Tout à l’heure, quand elle a ouvert les yeux, l’arbre le plus proche se détachait en ombre chinoise sur les pastels de l’aurore. Le fouillis de ses ramifications lui a fait penser aux bronches torturées d’un poumon géant. Capucine sourit de cette comparaison. Si l’Homme a toujours su intuitivement que la planète respire par ses végétaux, il n’y a qu’un peu moins d’un siècle qu’il a pris conscience de ce que cela implique.
Elle chasse ces pensées parasites par crainte d’altérer le spectacle du ciel. Les teintes se délavent au rythme de l’accroissement graduel de la luminosité.
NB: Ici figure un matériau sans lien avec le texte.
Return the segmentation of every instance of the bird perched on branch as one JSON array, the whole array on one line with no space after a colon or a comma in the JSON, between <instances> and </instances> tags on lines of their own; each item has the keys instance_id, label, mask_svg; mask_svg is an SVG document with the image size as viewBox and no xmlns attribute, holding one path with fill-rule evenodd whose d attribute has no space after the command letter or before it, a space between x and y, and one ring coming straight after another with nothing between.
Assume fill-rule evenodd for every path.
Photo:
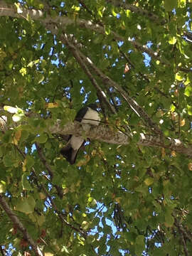
<instances>
[{"instance_id":1,"label":"bird perched on branch","mask_svg":"<svg viewBox=\"0 0 192 256\"><path fill-rule=\"evenodd\" d=\"M97 108L97 104L91 103L87 105L78 111L75 120L82 124L99 125L100 117ZM84 142L85 139L82 137L77 135L70 135L67 144L61 149L60 154L70 164L73 164L75 162L78 151Z\"/></svg>"}]
</instances>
Le souvenir de chaque seconde passée se superpose à la variation suivante, imperceptible évolution évoquant l’art du contrepoint transposé dans cette symphonie visuelle.
Au centre de la plaine magmatique, inerte et froide, Li-Yane-Eï frissonne malgré l’absence de contact direct avec son environnement. Une angoisse métaphysique envahit la jeune fille quand elle distingue la petite étoile blanche, qui n'émet plus assez de puissance pour réchauffer la surface de la planète où elle se tient.
Ai-je découvert le berceau de l’humanité ? songe-t-elle.
Des larmes mouillent ses joues. L’apocalypse n’est pas la fin brutale d’une civilisation, c’est la disparition inéluctable et lente de la planète qui la porte, au travers des milliards d’années de son évolution et de celle de son soleil ! C’est beaucoup plus terrifiant que la longue litanie des cataclysmes annoncés à travers les millénaires par les gourous de tous les temps. Si cette planète a connu des épisodes cataclysmiques, il n’en subsiste à présent qu’une surface désolée, sans vie animale ni végétale, et dont les reliefs ne sont constitués que de scories grisâtres qui se fondent à l’horizon en une lisse et désespérante uniformité.
Li-Yane-Eï jette un regard sur sa chronorbe. Les chiffres qui y sont inscrits dépassent l’imagination : onze milliards d’années, l’âge de la naine blanche et vingt milliards d’années, celui de l’univers. Mais ces chiffres ne sont rien au regard de ceux qui mesurent la durée du futur. Un vertige la saisit en songeant à cet infini qui attend le sarcophage à jamais inaccessible derrière son champ de stase.